Jake Cardwell, another prisoner, told Filter that he’s struggled with rebuilding family relationships. His parents are extremely supportive, but he said he’s betrayed the trust of his family, so understands when his sister says she doesn’t want to come for EFV. She has explicitly stated that she doesn’t want to come in because she can’t smoke, he said, although he feels that’s just an excuse.
“It’s hard because I know that’s not true, but I still feel it,” Cardwell said. “And when she does come for regular visits, I have a hard time coping with that. I think she hates me. Why not?”
“She wasn’t sure she could make it two days. By the end of the visit, she said she couldn’t do any longer. So now we’re just going to do 24-hour visits.”
Patrick Parnell, 33, is 12 years into his sentence. He has 26 years left. He’s currently excited about his recent acceptance into the EFV program. Despite his excitement, he wishes there were something available for his mother.
“This is our second EFV [coming up],” he told Filter. “Our first, we just scheduled a 24-hour visit because she smokes and she wasn’t sure she could make it two days. By the end of the visit, she said she couldn’t do any longer. So now we’re just going to do 24-hour visits.”
Parnell chewed before coming to prison, so understands. But he’d really like to spend more time with his mother. Asked about vaping, he said, “She would like to have some kind of nicotine out there. She would vape in a heartbeat. Anything would be good—even a patch would be better than nothing.”

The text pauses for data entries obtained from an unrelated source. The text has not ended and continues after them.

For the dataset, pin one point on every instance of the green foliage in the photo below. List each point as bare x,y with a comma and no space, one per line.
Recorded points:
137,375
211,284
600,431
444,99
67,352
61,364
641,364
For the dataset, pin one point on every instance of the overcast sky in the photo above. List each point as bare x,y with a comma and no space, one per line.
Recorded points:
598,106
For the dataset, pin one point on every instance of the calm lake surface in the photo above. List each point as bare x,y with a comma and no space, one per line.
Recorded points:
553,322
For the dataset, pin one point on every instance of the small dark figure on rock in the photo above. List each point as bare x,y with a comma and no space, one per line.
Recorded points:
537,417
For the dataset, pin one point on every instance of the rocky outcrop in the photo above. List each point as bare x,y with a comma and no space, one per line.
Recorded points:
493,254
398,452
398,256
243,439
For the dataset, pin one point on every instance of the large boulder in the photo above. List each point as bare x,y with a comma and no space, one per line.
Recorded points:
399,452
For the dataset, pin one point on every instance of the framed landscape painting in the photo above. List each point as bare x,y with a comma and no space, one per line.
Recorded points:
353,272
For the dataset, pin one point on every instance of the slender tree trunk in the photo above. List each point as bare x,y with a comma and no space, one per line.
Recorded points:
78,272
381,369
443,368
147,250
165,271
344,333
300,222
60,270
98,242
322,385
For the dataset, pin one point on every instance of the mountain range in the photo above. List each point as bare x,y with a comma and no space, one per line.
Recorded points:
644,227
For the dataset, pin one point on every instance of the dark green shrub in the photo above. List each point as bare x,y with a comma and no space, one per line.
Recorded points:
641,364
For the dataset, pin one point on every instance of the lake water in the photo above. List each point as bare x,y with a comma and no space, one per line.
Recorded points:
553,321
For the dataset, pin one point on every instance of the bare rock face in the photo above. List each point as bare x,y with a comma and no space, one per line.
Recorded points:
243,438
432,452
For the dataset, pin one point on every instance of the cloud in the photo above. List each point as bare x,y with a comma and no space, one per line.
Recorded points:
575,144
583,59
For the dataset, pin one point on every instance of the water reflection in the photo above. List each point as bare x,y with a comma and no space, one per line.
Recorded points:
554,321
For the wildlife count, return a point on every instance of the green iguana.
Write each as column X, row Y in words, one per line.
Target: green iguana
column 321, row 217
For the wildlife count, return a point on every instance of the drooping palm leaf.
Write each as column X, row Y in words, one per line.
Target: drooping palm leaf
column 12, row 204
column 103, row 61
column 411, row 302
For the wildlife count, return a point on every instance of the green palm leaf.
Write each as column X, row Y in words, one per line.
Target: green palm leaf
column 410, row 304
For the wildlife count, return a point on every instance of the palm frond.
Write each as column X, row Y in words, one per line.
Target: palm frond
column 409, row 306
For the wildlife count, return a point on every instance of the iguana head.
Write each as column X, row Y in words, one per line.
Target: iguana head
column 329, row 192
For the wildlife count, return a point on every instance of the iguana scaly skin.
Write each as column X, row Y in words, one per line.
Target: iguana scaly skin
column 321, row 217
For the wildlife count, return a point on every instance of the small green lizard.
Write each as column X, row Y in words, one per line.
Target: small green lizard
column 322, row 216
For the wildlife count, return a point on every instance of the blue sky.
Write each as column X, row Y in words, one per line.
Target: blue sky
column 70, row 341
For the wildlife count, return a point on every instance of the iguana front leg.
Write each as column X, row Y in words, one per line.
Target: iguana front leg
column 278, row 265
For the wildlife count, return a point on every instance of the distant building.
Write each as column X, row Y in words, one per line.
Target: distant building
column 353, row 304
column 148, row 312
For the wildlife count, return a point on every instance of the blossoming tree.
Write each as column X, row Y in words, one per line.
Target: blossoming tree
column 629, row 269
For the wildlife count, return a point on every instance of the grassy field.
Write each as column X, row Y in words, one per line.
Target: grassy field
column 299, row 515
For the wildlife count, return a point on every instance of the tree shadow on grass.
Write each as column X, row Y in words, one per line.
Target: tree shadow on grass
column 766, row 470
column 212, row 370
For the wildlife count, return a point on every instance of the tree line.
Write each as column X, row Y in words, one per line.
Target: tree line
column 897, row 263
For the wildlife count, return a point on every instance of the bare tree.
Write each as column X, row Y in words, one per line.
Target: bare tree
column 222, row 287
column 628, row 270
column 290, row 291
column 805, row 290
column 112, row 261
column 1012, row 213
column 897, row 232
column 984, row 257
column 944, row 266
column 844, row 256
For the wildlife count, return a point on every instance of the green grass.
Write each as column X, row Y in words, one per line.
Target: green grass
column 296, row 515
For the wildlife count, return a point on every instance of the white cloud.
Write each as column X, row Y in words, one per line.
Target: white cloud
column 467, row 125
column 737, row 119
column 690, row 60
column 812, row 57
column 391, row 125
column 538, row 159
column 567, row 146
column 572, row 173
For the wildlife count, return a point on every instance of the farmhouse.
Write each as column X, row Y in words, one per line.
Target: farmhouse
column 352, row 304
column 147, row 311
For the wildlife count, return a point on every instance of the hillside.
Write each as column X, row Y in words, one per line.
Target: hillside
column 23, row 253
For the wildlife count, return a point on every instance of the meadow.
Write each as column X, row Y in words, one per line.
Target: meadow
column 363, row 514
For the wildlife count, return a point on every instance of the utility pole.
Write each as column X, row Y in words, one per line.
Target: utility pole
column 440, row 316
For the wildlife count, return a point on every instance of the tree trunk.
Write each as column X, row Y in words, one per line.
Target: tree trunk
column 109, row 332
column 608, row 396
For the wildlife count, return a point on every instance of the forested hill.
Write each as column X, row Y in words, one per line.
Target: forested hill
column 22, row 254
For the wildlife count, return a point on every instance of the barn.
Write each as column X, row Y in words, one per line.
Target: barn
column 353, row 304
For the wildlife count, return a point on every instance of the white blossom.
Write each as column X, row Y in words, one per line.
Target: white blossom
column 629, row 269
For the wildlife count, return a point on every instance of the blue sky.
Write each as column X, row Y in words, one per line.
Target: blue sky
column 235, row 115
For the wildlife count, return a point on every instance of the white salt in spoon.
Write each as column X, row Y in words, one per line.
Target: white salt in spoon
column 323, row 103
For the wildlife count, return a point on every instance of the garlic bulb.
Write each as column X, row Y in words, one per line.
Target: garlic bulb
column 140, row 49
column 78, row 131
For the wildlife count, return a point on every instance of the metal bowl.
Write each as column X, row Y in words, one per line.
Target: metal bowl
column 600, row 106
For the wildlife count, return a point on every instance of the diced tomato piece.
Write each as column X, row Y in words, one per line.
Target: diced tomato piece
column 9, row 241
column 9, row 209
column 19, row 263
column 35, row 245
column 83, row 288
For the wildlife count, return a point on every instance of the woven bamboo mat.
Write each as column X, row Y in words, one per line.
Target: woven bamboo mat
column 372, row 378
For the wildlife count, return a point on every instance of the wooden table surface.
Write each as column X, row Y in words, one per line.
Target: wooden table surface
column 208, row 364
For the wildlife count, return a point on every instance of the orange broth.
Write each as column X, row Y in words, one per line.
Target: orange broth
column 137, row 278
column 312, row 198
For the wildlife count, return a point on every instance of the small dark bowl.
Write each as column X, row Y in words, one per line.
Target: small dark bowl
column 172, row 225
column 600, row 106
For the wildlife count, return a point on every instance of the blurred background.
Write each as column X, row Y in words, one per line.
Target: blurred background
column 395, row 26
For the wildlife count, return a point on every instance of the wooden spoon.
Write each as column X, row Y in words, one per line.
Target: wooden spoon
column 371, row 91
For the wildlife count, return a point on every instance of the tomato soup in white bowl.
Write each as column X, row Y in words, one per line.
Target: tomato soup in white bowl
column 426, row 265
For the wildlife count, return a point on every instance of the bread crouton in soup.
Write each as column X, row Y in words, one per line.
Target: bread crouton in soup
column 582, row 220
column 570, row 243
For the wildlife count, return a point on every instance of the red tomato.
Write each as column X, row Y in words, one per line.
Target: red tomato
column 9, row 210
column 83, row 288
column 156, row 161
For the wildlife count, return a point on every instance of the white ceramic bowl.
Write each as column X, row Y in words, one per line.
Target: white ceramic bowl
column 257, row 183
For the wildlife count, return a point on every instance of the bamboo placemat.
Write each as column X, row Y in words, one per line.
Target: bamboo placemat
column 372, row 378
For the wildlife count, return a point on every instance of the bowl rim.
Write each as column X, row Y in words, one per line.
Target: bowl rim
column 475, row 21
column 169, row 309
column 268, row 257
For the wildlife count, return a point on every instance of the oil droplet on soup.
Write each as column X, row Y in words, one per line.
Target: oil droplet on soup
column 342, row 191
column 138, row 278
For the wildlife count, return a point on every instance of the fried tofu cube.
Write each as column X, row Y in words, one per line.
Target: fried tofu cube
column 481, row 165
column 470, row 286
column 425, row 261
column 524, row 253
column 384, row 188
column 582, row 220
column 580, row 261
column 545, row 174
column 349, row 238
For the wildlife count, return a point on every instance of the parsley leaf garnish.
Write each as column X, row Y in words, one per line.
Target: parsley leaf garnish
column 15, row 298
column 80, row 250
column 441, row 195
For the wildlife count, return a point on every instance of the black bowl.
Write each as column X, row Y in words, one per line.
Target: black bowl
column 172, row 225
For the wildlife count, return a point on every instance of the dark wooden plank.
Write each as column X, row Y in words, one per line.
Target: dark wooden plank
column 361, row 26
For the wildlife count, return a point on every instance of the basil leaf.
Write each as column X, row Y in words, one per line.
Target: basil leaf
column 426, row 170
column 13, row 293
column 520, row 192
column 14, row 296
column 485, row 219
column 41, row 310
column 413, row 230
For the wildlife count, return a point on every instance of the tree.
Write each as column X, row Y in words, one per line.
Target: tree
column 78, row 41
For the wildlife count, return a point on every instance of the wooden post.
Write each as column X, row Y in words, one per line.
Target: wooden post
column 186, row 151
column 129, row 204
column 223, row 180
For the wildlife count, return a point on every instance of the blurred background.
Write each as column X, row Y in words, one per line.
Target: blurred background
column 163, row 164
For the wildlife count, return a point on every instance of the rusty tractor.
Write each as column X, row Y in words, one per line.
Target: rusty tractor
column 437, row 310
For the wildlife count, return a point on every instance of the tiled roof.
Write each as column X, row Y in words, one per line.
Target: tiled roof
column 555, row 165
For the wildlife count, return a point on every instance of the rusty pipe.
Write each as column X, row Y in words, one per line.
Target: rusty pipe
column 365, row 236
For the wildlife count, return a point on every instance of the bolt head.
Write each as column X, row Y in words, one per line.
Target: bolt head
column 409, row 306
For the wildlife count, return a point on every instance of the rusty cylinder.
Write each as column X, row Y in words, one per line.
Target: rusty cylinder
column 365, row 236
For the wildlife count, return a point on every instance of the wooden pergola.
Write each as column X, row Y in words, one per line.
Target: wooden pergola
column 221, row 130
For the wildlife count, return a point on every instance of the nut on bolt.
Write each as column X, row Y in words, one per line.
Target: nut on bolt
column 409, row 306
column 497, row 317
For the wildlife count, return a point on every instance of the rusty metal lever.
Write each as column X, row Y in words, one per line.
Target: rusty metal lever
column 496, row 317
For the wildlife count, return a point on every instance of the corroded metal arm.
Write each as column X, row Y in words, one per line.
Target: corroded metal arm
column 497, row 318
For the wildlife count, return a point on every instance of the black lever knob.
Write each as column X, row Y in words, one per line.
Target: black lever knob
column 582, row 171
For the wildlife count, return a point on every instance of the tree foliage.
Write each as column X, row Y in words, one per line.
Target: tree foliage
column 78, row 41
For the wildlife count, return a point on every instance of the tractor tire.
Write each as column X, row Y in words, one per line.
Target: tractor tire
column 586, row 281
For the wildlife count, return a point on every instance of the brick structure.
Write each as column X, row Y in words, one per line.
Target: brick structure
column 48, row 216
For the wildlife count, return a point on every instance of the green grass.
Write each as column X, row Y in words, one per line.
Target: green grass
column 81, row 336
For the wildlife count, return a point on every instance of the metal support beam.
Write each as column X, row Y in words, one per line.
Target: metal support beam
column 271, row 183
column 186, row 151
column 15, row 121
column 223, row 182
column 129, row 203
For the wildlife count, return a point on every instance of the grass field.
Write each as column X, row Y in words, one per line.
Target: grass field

These harms are not measured in deaths. But they have real impacts on families every day, including people who haven’t broken the law but who suffer because of the system. They are the harms that we can challenge.
The WDOC policy is clearly an overreach. State law defines smoking and vaping separately, and does not ban vaping indoors, or in most public places, or in places of employment. When British prisoners are allowed to vape, and not all United States prisons have smoking and vaping bans, an ideological, detrimental policy is ripe for change.
For some of us, release is imminent. For others, it’s still a long way down the road. For all of us, it is daunting, and we need our family and community ties if we’re to have a chance.
I am currently working toward release, seeking clemency action, and the prospect of getting out to people scares the daylights out of me. The time we can have with our families beforehand—to forge those bonds, to restore broken trust, to build bridges and develop communication—that time is cherished by us, and needed.